Archive for the ‘Fear’ Tag
True Connection
Don’t Hide Out Inside Yourself

In separateness lies the world’s great misery, in compassion sprawls the world’s true strength. We often feel sympathy more easily for fictional characters than for real people. One reason is that sometimes we get to know fictional characters more deeply than our family members and friends. Too often in real life, we keep aspects of our true selves concealed and fail to spot an important opportunity to bond with other human beings.
How many times has this happened to you? You run into a friend, sometimes a close friend, who says, “How are you doing?” and you say, “Good! How are you?” and the friend say, “Good!” Meanwhile, you’re not doing well at all, and later you find out that your friend hadn’t been doing well.

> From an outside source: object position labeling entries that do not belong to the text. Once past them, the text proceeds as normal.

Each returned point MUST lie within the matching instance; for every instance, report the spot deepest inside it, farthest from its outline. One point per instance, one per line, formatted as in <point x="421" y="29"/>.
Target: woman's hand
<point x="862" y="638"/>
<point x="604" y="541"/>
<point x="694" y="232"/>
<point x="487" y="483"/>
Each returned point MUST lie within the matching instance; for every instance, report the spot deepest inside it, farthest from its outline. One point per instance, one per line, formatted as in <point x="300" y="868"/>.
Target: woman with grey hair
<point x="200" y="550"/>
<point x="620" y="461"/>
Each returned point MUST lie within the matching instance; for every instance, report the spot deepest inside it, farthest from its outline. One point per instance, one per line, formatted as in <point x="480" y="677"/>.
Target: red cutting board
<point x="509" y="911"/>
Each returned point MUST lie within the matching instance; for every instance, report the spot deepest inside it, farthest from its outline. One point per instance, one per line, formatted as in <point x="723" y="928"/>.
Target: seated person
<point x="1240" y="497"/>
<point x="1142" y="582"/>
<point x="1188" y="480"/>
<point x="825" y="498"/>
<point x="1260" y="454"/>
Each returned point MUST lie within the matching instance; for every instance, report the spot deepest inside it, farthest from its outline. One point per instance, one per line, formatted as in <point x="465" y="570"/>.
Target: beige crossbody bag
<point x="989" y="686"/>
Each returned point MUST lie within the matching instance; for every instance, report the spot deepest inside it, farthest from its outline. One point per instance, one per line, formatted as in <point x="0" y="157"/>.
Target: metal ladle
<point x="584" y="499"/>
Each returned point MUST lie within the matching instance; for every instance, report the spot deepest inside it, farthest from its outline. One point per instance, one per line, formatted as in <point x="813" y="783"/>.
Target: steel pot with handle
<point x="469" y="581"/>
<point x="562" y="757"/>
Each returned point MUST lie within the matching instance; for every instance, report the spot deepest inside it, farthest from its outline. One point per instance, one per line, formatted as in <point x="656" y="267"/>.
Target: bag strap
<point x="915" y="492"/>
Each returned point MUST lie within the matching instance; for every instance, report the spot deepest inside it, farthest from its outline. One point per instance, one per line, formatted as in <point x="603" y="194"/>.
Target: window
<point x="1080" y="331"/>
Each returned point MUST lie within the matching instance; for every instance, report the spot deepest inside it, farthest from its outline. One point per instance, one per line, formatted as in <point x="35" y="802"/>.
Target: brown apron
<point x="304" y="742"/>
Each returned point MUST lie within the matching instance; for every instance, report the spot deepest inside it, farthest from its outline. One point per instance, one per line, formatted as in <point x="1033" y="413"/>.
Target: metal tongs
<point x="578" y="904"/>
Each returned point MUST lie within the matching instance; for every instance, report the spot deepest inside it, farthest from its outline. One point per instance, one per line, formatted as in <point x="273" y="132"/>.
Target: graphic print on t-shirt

I’m not telling that we all become confessional and make known our secret fights, fears, and pains with everyone we meet. But I am suggesting that you don’t have to feel alone. When you take a chance and share a hidden part of yourself with someone, it’s amazing how often people respond with.
Whatever you’re feeling, someone else has felt it. Whatever you’re going through, someone else has gone through it. You may feel alone, especially if what you’re experiencing is frightening or painful, but you should assume that you are not alone. We all carry a card in our pocket. We all carry around private pain and regret and fear—the things about ourselves we are most afraid to let others know. What is written on the card in your pocket? Does it say that you were abused or that you are depressed, or that you have an addiction, or that you were unfaithful to your spouse, or that you’ve always been afraid that you’re not good enough?
A useful training is to write what your card would say, then ask yourself: Do I believe that I’m the only person in the world carrying around a card that says this? What would I say to someone right now who hand me a card that says exactly what my card says? Whatever your card says, someone else is carrying around the same card. It’s likely that many people are carrying around the same card, but most of the time we don’t know it. Every person you see today, everyone you interact with, has a card in his or her pocket, and it weighs much more than any piece of paper. This is especially useful to keep in mind when someone mistreats you—when a driver cuts you off then makes a crude gesture, when a co-worker talk down to you, when someone you love is unkind.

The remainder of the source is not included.